Participants. Adults 18 years of age and older who were healthy and had no known neurological disorders (by self-report) were eligible to participate. The study sample included 40 participants (26 women, 12 men, and 2 identified as another gender; mean age: 26.3 ± 10.5 years; 36 right-handed and 4 left-handed. See Table S1). All participants provided written informed consent in accordance with guidelines approved by the Yale University Human Investigation Committee (HIC #1501015178) and were reimbursed for participation. Dyad members were unacquainted prior to the experiments and assigned in order of recruitment. Laboratory practices are mindful of goals to assure diversity, equity, and inclusion, and accruals were monitored by regular evaluations based on expected distributions in the surrounding area. Each participant provided demographic and handedness information before the experiment.

Setup.

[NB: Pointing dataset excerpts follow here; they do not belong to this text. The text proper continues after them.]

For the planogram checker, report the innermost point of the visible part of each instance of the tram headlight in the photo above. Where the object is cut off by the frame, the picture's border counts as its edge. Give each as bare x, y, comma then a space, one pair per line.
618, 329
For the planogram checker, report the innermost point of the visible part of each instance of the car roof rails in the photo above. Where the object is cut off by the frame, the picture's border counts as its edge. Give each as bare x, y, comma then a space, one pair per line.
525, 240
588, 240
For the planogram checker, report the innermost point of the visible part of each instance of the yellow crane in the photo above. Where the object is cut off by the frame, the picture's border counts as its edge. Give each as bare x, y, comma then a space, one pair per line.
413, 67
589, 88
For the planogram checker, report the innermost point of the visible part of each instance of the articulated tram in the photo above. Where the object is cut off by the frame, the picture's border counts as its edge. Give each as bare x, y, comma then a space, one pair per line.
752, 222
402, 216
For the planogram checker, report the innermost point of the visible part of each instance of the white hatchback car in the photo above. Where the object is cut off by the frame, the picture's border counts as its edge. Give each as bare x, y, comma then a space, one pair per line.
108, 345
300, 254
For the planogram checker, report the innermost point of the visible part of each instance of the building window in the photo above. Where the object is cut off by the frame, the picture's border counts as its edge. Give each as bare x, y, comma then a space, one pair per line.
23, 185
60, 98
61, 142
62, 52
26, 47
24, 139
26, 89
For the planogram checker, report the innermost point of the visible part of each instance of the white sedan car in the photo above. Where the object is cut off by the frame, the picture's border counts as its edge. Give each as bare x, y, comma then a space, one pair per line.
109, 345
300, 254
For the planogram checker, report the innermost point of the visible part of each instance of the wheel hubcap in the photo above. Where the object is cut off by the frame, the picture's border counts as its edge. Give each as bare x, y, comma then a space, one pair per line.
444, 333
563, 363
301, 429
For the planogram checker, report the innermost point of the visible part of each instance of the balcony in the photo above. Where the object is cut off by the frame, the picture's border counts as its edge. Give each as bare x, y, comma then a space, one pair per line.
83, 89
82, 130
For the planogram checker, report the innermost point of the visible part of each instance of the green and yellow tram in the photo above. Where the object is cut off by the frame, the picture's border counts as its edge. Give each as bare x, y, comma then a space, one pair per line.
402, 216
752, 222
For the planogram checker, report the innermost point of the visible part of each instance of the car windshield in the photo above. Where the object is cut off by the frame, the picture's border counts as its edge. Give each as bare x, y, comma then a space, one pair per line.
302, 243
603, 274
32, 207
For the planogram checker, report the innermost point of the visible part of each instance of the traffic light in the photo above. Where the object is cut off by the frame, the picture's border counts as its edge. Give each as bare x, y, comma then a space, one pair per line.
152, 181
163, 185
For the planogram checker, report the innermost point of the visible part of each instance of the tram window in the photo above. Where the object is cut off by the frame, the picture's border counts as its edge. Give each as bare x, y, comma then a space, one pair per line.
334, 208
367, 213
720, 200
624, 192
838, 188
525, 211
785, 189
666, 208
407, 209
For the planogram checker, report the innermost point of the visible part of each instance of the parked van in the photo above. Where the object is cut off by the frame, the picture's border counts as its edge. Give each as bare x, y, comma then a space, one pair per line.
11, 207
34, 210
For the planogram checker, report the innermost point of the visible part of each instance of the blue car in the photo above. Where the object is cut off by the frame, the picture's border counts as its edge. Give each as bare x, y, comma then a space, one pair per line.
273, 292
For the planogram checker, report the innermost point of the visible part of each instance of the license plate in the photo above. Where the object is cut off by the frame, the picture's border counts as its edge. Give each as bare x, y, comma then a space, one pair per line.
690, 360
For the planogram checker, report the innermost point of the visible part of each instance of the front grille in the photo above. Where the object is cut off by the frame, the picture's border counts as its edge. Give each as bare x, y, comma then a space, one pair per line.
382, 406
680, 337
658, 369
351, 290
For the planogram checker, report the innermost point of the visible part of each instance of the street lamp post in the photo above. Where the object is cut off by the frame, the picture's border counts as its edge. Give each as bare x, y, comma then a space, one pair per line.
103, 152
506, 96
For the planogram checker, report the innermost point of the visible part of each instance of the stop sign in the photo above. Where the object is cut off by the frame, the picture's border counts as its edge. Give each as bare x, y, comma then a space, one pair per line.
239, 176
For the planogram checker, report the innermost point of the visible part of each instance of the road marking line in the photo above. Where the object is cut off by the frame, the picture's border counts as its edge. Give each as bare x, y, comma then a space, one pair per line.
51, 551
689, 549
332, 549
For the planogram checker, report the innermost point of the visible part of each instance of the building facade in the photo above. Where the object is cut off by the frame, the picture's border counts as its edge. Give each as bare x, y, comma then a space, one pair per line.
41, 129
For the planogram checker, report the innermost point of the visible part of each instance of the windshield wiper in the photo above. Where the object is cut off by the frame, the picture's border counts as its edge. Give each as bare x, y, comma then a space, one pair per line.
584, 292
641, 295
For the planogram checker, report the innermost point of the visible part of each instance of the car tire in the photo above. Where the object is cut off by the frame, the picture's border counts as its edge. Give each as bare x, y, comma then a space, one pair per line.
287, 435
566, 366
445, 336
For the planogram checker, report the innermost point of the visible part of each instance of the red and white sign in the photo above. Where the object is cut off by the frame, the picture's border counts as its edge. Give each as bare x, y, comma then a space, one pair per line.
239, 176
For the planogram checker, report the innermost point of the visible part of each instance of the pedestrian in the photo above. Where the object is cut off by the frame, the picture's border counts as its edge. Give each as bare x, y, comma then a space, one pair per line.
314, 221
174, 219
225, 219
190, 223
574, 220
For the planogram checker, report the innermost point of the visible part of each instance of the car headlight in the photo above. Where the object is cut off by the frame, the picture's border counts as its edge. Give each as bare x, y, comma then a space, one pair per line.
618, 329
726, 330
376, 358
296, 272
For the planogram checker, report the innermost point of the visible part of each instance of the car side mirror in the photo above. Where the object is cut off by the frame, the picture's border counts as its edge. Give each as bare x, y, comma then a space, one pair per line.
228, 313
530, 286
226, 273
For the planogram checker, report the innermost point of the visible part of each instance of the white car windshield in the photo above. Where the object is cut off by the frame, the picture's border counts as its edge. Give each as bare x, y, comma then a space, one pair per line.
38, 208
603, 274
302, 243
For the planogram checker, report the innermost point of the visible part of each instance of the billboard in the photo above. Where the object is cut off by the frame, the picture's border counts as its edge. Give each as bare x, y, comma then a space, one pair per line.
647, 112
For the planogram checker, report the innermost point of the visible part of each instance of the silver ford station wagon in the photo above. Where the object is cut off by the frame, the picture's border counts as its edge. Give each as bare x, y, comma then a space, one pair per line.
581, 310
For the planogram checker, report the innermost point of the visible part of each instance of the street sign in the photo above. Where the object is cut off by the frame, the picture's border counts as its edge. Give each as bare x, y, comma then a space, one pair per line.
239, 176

Dyads were seated 140 cm across a table from each other (and were fitted with an extended head-coverage fNIRS cap. Separating the two participants was a custom-made controllable “smart glass” window that could change between transparent and opaque states by application of a programmatically manipulated electrical current. Attached to the top and middle of the smart glass were two small 7-inch LCD monitors with a resolution of 1024x600. The monitors were placed in front of and above the heads of each participant, so the screens were clearly visible but did not obstruct their partner’s face. Monitors displayed video clips (Movie Watcher only. See Paradigm below.) and cued both participants to rate emotional experiences using the dial. 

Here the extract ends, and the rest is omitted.